I can, within my appointed mandate, only interpret the actual words of the Schedule. Following the consumer protection purpose(s) of the Schedule, which has been found and applied many times by arbitrators, is entirely appropriate in the proper circumstances but it frankly does not apply here. In Galati and Aviva Canada (FSCO A04-001256) 2005, Arbitrator Feldman, dealing with a similar lack of consequence pertaining to section 49 of the Schedule stated,
"In my view, it would require my reading into the Schedule a remedy for a breach of section 49 that is not expressly granted therein. The purpose of the Commission (and, in fact, of any quasi-judicial tribunal) is to interpret the relevant legislation, not to write new provisions into that legislation."
While the Schedule is a regulation, not legislation per se, I see no fault with this reasoning and I feel it is entirely appropriate to apply in this case. It seems unequivocal, then, that I do not have the authority to create and insert new words and consequences into the Schedule by arbitral decision.
This, in my opinion, decides the issue.
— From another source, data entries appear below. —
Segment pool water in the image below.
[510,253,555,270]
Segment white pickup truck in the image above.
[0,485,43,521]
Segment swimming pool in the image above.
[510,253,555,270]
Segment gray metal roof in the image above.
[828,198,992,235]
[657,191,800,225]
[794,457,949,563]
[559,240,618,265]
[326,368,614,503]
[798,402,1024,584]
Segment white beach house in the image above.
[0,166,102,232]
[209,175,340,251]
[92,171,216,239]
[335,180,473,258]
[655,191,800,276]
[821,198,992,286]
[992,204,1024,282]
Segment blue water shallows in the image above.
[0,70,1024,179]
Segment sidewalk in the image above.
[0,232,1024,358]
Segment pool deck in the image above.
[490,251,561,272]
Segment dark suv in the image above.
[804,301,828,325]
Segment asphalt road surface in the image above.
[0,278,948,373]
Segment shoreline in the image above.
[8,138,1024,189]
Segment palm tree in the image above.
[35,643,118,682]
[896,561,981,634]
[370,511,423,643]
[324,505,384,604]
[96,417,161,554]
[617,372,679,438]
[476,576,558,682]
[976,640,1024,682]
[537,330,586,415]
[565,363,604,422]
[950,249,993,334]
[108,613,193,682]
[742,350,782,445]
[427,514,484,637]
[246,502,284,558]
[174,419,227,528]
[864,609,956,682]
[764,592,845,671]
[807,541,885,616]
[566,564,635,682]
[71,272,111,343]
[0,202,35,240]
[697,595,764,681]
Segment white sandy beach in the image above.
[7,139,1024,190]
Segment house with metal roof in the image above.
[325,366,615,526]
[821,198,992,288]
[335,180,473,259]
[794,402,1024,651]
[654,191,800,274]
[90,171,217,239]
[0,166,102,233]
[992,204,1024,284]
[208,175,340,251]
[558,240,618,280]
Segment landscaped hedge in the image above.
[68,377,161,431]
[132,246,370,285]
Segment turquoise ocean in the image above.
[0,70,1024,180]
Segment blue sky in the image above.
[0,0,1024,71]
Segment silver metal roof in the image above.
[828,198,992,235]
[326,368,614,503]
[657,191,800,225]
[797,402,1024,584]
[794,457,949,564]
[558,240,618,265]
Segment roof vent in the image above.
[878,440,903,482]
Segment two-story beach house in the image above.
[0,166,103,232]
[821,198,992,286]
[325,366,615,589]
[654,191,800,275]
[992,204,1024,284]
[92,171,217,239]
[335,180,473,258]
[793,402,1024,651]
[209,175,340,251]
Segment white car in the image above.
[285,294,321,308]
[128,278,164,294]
The best course for the Applicant is to attend all examinations pursuant to s.44 of the Schedule which the Insurer can reasonably request to determine whether he meets the requirement(s) to be found catastrophically impaired. If the Applicant's own assessment, as provided by Dr. Becker, does not prevail over the results obtained by the Insurer through the s.44 assessment process, then there will be further regulatory procedures available to the Applicant to pursue his claim.
EXPENSES:
I leave the question of expenses to be awarded in this matter to the hearing arbitrator. If the parties determine that this preliminary decision has finalized the arbitration process for purposes of this Application for Arbitration and if they cannot determine their expenses herein by themselves they may arrange for an expense hearing before me in the usual manner.
August 25, 2016
Arbitrator
Date
Financial Services Commission des Commission services financiers of Ontario de l’Ontario
Neutral Citation: 2016 ONFSCDRS 224
FSCO A16-000288
BETWEEN:
STEPHEN ROJAS Applicant
and
COACHMAN INSURANCE COMPANY Insurer
ARBITRATION ORDER
Under section 282 of the Insurance Act, R.S.O. 1990 c. I.8 as it read immediately before being amended by Schedule 3 to the Fighting Fraud and Reducing Automobile Insurance Rates Act, 2014, and Regulation 664, as amended, it is ordered that:
- Mr. Rojas cannot be deemed to have sustained a catastrophic impairment by virtue of Coachman’s failure to abide by the time requirement(s) set out in subsection 45(3) of the Schedule.
August 25, 2016
Arbitrator
Date
Footnotes
- The Statutory Accident Benefits Schedule - Effective September 1, 2010, Ontario Regulation 34/10, as amended.